Report: Disney and YouTube close to content deal
Google is reportedly in talks with Disney to stream ESPN and ABC television programming such as Desperate Housewives, Lost, and Ugly Betty to YouTube (owned by Google). In a rumored twist to the negotiations, YouTube is pressuring Disney not to cut a deal with rival Hulu to provide Disney-owned content to the site, according to reports from the site PaidContent.org.

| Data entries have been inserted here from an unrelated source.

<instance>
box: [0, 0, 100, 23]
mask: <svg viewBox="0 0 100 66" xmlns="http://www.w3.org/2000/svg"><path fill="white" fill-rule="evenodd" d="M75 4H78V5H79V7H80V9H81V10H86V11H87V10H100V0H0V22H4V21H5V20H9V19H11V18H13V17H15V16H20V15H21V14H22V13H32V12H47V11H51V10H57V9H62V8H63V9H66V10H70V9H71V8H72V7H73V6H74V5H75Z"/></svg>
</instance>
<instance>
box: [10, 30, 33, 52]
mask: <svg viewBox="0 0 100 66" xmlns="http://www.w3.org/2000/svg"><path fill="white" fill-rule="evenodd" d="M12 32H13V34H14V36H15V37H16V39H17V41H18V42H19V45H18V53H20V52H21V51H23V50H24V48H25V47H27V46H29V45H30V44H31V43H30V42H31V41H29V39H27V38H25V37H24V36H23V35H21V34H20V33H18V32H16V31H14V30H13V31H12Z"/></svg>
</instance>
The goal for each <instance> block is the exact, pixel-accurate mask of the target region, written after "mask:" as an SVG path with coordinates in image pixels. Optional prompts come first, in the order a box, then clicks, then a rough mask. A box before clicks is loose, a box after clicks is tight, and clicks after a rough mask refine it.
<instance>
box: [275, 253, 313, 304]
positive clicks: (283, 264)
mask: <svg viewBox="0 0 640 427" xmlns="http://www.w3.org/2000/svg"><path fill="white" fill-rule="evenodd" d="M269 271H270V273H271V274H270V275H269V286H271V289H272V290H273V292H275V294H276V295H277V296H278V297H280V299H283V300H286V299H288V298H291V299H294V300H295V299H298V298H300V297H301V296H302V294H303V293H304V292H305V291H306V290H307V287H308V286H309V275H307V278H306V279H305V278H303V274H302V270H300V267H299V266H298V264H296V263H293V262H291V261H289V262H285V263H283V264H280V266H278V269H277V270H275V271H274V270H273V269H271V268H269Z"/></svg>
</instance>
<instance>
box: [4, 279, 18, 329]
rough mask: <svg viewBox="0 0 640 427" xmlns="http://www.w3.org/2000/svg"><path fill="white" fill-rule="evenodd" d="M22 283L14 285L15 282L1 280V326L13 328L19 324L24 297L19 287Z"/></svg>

The arrangment between YouTube and Disney would be the usual ad-supported model. However, PaidContent.org is reporting that YouTube is flirting with the idea of negotiating a deal with Disney that would put a pay-to-play scheme into place for full episodes of ESPN and ABC content on YouTube. The report is not clear on whether pay-to-play means you pay or Google pays Disney through a pay-per-click scheme. Regardless, here's the kicker: the full-episode deal with YouTube may be dependent on Disney killing any deal with Hulu.
The notion that YouTube may want a deal with Disney that handicaps Hulu shows how much the competition is heating up between the streaming Web sites. YouTube has had to play a bit of catch-up with its new rivals since the explosion of "TV online" in 2007. The old YouTube, which used to be the home of off-the-wall videos, has started to disappear due to copyright lawsuits and bizarre restrictions imposed by agreements with recording companies. At the same time, Google is starting to expand YouTube's offerings with Hollywood movies and high-definition content. Keeping Mickey Mouse away from Hulu falls right into YouTube's new strategy of embracing a wider variety of commercial content.
For Disney, the choice is a tough one, since YouTube represents 41 percent of the U.S. online viewing market; but it's entirely possible that Hulu and similar sites could chip away at that lead over time. Hulu partners Fox and NBC have apparently offered Disney full partnership in Hulu if it licenses content to them. There's also the question of whether Disney wants its videos lost amid a sea of user-generated videos on YouTube.
However, the suggestion that Disney is even considering this deal may indicate that Hulu is losing some of its original appeal. Hulu's ties with CBS are undoubtedly strained since it recently pulled Hulu videos from CBS-owned TV.com, and CBS has never been big on licensing its content to Hulu. If Hulu loses out on ABC content as well, then the lines may be drawn between the major networks as they try to figure out the online world.